In this prospective cohort study, 256 boys and 278 girls were assessed at ages 8, 10 and 12 years for fasting blood glucose and insulin, %BF (dual energy X-ray absorptiometry); PA (7-day pedometers), fitness (multistage run); and pubertal development (Tanner stage).


From age 8 to 12 years, the median homeostatic model of IR (HOMA-IR) doubled in boys and increased 250% in girls. By age 12, 23% of boys and 31% of girls had elevated IR, as indicated by HOMA-IR greater than 3. Longitudinal relationships, with important adjustments for covariates body weight, PA, %BF, Tanner score and socioeconomic status showed that, on average, for every 1 unit reduction of %BF, HOMA-IR was lowered by 2.2% (95% CI 0.04–4) in girls and 1.6% (95% CI 0–3.2) in boys. Furthermore, in boys but not girls, HOMA-IR was decreased by 3.5% (95%CI 0.5–6.5) if PA was increased by 2100 steps/day.
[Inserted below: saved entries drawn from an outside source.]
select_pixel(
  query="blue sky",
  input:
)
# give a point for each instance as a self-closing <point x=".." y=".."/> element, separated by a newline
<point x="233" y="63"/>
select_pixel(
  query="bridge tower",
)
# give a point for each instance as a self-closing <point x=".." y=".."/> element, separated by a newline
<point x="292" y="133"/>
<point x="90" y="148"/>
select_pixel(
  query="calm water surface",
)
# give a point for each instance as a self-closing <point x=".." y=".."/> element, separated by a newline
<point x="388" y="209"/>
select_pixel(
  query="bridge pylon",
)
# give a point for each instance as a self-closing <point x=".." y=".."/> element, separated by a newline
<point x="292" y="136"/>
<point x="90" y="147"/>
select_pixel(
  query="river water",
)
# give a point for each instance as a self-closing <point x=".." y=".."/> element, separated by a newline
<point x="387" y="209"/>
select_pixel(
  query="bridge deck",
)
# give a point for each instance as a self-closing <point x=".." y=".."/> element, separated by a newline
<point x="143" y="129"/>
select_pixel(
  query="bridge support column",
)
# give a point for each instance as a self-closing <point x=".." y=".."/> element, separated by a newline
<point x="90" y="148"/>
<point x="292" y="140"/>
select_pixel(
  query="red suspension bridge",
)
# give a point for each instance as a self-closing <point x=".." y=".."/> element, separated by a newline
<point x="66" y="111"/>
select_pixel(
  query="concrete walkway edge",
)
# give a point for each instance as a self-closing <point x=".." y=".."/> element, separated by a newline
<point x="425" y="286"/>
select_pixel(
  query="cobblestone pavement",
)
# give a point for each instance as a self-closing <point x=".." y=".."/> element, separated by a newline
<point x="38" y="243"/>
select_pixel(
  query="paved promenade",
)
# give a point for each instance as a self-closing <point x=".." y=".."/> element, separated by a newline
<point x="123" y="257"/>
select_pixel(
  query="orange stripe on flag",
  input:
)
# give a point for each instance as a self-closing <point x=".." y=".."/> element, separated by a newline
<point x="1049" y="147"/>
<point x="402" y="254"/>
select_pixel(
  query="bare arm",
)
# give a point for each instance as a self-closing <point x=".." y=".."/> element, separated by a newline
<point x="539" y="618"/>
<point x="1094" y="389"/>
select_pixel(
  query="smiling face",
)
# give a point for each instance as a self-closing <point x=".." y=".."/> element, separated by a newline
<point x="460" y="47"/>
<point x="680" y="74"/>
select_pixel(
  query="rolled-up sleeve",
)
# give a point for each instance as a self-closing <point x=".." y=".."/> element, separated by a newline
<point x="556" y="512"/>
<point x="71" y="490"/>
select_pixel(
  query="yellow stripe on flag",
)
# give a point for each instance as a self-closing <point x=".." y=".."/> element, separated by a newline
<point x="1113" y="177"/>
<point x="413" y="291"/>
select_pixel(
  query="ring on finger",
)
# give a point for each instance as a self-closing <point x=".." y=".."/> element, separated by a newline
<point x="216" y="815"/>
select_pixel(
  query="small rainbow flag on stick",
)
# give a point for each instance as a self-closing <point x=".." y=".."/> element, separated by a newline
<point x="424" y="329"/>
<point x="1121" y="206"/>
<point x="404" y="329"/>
Evidence that a quarter of our apparently healthy 12 year-old Australians possessed elevated IR suggests that community-based education and prevention strategies may be warranted. Responsiveness of IR to changes in %BF in both sexes during late preadolescence and to changes in PA in the boys provides a specific basis for targeting elevated IR. That body weight was a strong covariate of IR, independent of %BF, points to the importance of adjusting for weight in correctly assessing these relationships in growing children.